A pattern of higher ridership and lower revenue began last year as a result of the company selling more wholesale contracts in 2013 after the company emerged from Chapter 11 bankruptcy protection in late 2012. Wholesale pricing reduces the total revenue per passenger.

The bankruptcy filing prevented the monorail company from extensive marketing of the system.

Reisman said monorail officials had forecast the first-quarter increase and they say the ridership future is brightening.

The company figures it will see further increases as the Linq and High Roller attractions become better established. The company is anticipating a ridership bump in May when The Cromwell, formerly Bill’s Gamblin’ Hall and Saloon, opens its doors. It’s a Caesars property and the company has been supportive of the monorail in the past.

Another increase is anticipated in September when SLS, the former Sahara property on the north end of the Strip, opens on the Labor Day weekend.

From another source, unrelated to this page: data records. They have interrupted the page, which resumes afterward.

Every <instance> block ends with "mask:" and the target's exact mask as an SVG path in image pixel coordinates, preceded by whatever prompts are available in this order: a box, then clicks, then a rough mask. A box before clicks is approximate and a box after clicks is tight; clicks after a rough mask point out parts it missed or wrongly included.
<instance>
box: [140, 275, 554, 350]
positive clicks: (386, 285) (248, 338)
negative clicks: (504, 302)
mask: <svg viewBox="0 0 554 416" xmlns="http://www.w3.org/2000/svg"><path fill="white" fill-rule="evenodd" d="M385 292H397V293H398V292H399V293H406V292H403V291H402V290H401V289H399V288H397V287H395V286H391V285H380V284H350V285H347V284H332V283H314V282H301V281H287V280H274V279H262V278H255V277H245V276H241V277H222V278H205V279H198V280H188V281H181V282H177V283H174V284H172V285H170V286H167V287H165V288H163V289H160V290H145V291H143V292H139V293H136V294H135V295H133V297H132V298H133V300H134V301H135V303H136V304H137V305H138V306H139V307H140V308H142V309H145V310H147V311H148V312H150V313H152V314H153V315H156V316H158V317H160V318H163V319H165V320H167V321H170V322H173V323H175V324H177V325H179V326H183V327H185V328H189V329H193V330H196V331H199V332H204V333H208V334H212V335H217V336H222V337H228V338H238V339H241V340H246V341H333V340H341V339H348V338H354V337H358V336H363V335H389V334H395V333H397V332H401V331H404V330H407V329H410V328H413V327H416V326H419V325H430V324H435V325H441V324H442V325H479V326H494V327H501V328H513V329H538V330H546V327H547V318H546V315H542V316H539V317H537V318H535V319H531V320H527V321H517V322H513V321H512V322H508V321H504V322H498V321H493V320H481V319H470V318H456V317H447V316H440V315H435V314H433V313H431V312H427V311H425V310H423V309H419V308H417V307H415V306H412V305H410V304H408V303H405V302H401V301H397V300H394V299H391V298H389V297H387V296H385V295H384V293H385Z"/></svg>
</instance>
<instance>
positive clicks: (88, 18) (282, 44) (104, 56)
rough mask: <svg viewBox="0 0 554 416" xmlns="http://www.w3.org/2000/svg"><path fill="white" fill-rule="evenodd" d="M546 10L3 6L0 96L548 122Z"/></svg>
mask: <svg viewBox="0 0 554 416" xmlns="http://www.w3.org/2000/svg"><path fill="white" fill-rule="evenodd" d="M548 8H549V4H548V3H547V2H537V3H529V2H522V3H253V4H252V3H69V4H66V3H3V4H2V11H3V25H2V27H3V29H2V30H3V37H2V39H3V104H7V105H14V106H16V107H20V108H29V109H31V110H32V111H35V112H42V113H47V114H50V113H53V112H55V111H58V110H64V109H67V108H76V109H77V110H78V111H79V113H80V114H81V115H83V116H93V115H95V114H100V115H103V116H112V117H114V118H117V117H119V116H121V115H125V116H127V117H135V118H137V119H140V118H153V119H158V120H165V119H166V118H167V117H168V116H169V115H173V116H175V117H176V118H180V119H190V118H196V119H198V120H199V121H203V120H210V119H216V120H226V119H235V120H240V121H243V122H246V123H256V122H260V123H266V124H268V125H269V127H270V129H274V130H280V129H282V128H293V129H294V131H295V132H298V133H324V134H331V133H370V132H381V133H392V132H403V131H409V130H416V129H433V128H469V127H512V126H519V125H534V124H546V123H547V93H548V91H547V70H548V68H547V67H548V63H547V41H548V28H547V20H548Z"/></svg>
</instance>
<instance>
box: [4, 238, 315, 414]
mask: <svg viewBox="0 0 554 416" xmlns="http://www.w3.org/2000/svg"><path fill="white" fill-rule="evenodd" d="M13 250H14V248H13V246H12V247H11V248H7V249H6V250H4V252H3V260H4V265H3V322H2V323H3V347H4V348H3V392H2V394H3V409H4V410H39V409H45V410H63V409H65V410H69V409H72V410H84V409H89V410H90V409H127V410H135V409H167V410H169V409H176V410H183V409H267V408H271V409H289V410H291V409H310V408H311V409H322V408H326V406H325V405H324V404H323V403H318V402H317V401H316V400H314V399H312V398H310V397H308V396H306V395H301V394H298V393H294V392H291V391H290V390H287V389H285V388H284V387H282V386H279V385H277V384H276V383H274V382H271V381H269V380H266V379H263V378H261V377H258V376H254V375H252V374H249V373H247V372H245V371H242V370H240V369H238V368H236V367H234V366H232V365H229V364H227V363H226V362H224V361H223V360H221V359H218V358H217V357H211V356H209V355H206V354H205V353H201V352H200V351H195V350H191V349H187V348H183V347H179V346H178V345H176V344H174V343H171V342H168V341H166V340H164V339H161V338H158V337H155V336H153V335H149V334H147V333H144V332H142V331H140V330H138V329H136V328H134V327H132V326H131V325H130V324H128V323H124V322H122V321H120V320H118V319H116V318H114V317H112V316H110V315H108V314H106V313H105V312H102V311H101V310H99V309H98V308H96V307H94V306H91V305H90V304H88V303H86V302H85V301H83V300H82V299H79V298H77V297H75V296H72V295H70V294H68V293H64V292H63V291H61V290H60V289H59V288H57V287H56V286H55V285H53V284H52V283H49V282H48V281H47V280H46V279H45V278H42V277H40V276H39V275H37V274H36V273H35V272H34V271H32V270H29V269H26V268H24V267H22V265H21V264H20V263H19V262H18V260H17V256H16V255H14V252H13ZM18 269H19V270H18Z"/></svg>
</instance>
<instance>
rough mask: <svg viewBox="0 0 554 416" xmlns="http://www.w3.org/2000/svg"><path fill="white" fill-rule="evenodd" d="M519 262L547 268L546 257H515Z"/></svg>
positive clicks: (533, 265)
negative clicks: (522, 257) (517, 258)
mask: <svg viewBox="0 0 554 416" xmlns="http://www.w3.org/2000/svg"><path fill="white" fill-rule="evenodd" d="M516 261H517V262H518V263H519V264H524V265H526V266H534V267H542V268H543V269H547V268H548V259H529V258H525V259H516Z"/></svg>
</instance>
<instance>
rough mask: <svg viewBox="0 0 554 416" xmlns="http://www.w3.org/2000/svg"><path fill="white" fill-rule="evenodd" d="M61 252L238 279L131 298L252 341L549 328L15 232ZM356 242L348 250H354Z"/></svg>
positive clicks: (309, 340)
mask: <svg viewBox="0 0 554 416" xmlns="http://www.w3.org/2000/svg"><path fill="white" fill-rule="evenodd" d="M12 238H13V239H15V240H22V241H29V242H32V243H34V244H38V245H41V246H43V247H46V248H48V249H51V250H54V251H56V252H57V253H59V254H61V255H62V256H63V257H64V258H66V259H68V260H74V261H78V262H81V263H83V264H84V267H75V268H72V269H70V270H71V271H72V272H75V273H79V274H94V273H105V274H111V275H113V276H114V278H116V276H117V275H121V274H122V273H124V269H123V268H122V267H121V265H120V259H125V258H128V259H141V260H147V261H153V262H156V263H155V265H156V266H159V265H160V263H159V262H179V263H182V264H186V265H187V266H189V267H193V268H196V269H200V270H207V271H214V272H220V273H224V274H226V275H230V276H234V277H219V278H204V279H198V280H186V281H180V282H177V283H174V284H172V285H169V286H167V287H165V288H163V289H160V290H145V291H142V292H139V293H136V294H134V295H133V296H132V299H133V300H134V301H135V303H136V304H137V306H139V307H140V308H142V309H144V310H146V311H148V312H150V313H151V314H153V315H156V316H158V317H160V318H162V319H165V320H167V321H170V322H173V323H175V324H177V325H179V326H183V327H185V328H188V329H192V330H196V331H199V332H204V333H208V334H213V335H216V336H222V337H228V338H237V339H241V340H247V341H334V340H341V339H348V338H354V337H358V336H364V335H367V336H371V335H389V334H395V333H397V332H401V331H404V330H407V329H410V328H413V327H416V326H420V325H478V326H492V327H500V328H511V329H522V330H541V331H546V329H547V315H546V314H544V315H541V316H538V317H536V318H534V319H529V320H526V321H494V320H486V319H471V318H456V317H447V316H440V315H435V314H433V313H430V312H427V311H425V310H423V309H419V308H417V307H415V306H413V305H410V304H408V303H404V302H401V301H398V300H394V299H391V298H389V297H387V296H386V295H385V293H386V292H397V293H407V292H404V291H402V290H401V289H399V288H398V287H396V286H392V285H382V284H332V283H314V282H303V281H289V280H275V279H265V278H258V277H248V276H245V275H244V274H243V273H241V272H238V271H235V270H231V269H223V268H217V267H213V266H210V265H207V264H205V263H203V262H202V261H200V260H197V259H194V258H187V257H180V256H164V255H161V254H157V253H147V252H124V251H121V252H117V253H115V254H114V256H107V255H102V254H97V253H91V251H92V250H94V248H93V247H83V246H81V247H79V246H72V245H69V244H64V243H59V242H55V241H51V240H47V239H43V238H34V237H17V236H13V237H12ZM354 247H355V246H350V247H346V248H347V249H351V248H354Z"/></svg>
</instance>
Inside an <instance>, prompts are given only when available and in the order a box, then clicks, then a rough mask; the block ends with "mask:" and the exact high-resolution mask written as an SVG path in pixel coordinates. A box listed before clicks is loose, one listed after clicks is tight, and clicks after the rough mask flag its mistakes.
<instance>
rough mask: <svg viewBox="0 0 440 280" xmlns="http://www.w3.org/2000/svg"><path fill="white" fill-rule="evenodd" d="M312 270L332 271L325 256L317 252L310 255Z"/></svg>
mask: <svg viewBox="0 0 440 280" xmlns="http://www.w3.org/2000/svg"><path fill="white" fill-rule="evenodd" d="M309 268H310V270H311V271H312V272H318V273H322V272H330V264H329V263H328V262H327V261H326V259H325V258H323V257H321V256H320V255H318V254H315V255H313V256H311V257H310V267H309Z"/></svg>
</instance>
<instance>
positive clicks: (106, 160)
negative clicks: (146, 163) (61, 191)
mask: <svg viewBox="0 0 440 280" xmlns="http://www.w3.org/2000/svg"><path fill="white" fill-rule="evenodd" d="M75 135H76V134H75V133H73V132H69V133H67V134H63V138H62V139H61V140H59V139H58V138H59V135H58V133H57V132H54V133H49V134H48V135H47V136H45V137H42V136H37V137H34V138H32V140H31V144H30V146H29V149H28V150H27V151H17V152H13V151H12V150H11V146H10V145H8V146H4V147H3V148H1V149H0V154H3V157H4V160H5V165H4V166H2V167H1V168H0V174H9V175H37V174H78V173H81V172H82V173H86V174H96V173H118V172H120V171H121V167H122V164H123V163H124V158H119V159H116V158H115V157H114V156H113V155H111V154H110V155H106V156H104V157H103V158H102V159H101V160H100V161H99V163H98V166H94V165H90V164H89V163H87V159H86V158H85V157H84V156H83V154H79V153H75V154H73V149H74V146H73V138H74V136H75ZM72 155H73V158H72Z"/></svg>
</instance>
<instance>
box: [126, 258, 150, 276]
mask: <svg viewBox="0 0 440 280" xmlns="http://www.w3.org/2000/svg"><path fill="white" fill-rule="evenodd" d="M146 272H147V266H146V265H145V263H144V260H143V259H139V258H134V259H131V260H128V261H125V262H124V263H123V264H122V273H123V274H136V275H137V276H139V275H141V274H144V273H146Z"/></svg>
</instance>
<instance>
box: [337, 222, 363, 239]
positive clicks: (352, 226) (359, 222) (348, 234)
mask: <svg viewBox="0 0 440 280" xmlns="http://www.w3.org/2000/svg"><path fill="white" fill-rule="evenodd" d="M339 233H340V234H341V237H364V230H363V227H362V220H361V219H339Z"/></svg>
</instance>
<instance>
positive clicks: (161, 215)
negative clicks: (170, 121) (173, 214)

The monorail has its northern terminus station attached to that property. The station has been closed since May 2011 when the Sahara was shuttered.

Monorail officials believe that curious visitors will want to see the SLS amenities when the property opens and will use the monorail to get there.

“It’s a popular brand in Southern California so we think there will be a lot of interest, especially from people who know them there and want to see what they have in Las Vegas,” Reisman said.

Ridership increases would be a welcome turn for the monorail, which has seen its passenger numbers plummet since 2007 and its farebox revenue fall steadily since 2006. In 2007, the company reported 7.9 million passengers rode the system. It fell to 4.13 million passengers in 2012, but increased to 4.17 million last year.

On the revenue side, the company reported $31.5 million raised in 2006. Annually, the total has fallen through 2013 when the company reported $18.4 million paid.While critics have called for the monorail to be dismantled, others say the system would be successful if it were to be extended to McCarran International Airport.

Although company executives continue to seek investors to pay for an extension, there are no plans to add a McCarran link or new tracks to downtown Las Vegas or the west side of the Strip as initially envisioned when the system opened in 2004.